Though the suspension has been reported as 162 games, Horowitz appears to have termed the length as the 2014 season in his ruling, citing the unprecedented nature of the infractions as his justification for the length in the arbitration decision, which is available in full through the Wall Street Journal.
"Given number and frequency of intentional violations ...[snip]... the number of prohibited substances... [snip] ... the suspension of entire season supported by just cause."
The arbitration decision ends with a similar justification for the season-long suspension with Horowitz stating:
"While the length of the suspension may be unprecedented for an MLB Player, so is the misconduct."
The selection of a single season as the length does not come from any language in the current Collective Bargaining Agreement or Joint Drug Agreement. In the arbitration decision, Horowitz cited the non-analytic penalty -- a suspension that comes from evidence such as the Biogenesis documents and not a failed test -- that was handed out to Jason Grimsley after he was found to have purchased HGH and the 100-game suspension to Guillermo Mota for his second failed test as possible precedents. However, Horowitz concluded that both fall short of matching the extent to which Rodriquez violated the current JDA.

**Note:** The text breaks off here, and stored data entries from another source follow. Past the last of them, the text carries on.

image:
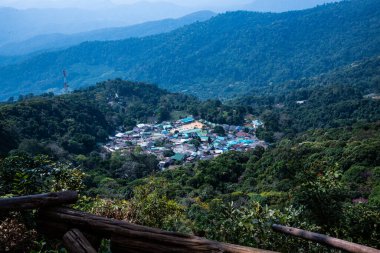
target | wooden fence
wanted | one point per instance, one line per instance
(82, 232)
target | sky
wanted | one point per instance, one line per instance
(23, 4)
(198, 4)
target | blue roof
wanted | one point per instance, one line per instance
(187, 120)
(178, 157)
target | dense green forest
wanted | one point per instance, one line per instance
(75, 123)
(339, 98)
(312, 77)
(320, 173)
(324, 180)
(228, 54)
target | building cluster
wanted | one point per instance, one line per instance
(186, 140)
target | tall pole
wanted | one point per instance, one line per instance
(65, 85)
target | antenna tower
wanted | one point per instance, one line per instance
(65, 84)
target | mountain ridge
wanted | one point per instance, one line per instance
(224, 56)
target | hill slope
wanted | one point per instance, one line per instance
(336, 99)
(76, 122)
(220, 57)
(50, 42)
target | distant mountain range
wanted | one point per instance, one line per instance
(22, 24)
(50, 42)
(227, 55)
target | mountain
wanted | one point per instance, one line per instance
(284, 5)
(226, 55)
(22, 24)
(76, 122)
(344, 97)
(50, 42)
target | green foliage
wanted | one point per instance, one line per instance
(336, 99)
(226, 55)
(25, 175)
(75, 123)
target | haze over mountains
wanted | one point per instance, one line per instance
(221, 57)
(49, 42)
(46, 16)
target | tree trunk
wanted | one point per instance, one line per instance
(325, 240)
(76, 242)
(128, 237)
(38, 201)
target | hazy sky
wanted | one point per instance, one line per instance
(102, 3)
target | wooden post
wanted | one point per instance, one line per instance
(128, 237)
(325, 240)
(76, 242)
(38, 201)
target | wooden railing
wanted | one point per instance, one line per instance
(82, 232)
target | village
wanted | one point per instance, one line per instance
(186, 140)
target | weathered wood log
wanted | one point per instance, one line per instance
(325, 240)
(55, 230)
(76, 242)
(128, 237)
(38, 201)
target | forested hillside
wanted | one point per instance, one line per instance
(226, 55)
(76, 122)
(50, 42)
(338, 98)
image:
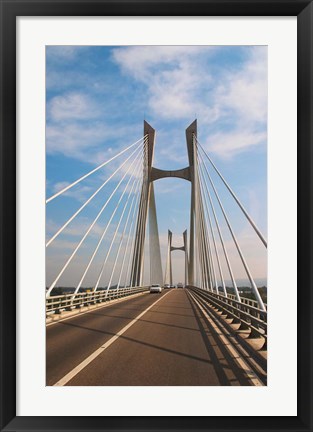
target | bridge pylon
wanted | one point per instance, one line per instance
(170, 248)
(147, 209)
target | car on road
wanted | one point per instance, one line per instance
(155, 288)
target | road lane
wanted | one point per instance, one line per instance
(70, 341)
(171, 345)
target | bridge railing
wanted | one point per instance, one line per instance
(246, 300)
(241, 312)
(68, 302)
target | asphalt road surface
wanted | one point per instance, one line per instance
(124, 344)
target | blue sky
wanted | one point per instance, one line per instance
(96, 101)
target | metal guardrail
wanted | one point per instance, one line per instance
(246, 300)
(68, 302)
(246, 314)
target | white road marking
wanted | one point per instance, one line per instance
(100, 350)
(234, 353)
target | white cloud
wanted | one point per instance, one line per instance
(228, 144)
(71, 106)
(180, 85)
(171, 75)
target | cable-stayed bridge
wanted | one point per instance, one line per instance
(111, 331)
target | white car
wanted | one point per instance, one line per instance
(155, 288)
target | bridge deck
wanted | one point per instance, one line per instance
(172, 344)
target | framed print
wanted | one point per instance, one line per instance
(156, 215)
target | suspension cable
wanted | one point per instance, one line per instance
(104, 232)
(211, 262)
(113, 238)
(214, 242)
(90, 198)
(252, 223)
(91, 172)
(121, 241)
(253, 285)
(129, 235)
(222, 243)
(88, 231)
(140, 239)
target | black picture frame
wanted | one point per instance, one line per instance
(10, 9)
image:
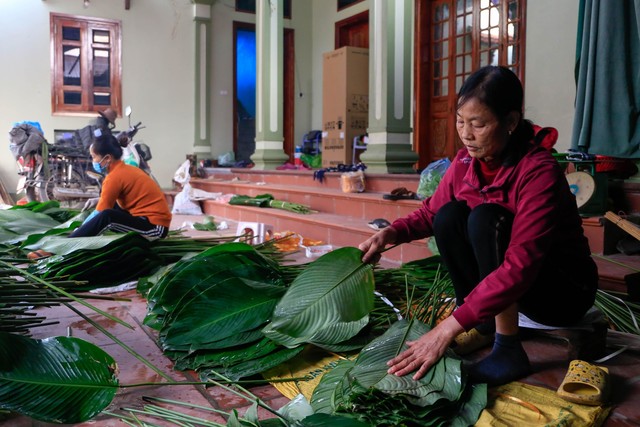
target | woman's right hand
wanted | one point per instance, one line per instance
(376, 243)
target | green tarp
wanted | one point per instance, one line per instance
(608, 79)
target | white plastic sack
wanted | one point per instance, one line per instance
(196, 194)
(182, 204)
(182, 174)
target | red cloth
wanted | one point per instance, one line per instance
(546, 224)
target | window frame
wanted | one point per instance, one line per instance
(87, 107)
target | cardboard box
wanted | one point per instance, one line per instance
(345, 102)
(336, 150)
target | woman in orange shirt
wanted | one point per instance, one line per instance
(130, 199)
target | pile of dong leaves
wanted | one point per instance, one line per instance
(231, 312)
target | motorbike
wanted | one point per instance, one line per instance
(63, 171)
(134, 152)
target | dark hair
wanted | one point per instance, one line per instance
(106, 144)
(501, 91)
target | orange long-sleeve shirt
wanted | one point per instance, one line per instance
(135, 192)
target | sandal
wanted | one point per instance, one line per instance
(585, 384)
(39, 254)
(400, 193)
(468, 342)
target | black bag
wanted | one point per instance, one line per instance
(144, 151)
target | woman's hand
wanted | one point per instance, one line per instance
(424, 352)
(376, 243)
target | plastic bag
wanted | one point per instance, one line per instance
(226, 159)
(431, 176)
(352, 182)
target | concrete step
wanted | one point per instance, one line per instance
(341, 218)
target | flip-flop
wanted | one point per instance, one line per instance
(400, 193)
(379, 223)
(38, 254)
(585, 384)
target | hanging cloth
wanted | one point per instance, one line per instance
(607, 113)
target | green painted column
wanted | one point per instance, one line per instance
(269, 152)
(202, 123)
(390, 52)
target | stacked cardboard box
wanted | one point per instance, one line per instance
(345, 102)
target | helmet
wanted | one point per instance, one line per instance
(110, 115)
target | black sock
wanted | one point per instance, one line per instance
(507, 362)
(487, 328)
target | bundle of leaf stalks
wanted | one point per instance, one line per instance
(419, 289)
(20, 294)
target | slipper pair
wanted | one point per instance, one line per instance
(400, 193)
(585, 384)
(39, 254)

He also rejected Rodriguez's assertion that MLB's actions in pursuit of evidence against him from clinic owner Anthony Bosch constituted coercion. Bosch initially refused to cooperate with the league, but agreed after MLB threatened him with a civil suit. Horowitz wrote:
"Because of the severity of the allegations in the initial Miami New Times report, MLB had a legitimate interest in obtaining accurate information about Bosch's involvement with MLB players...[snip]... Resort to legal action does not amount to coercion."
As arbitrator, Horowitz has the power to rule on the appropriate length of the suspension, but because the length is not in keeping with the suspension lengths proscribed in the JDA, this could become a central issue in Rodriquez's upcoming appeal and lawsuits. The Supreme Court has ruled that courts can intervene only with an arbitrator's decision when it goes so far that he "dispenses his own brand of justice," as Wendy Thurm of FanGraphs explains. Rodriguez's lawyers could attempt to portray the season-long suspension as such a decision, but Thurm also notes that "non-analytical positives" are not limited to the same punishment progression that governs positive tests.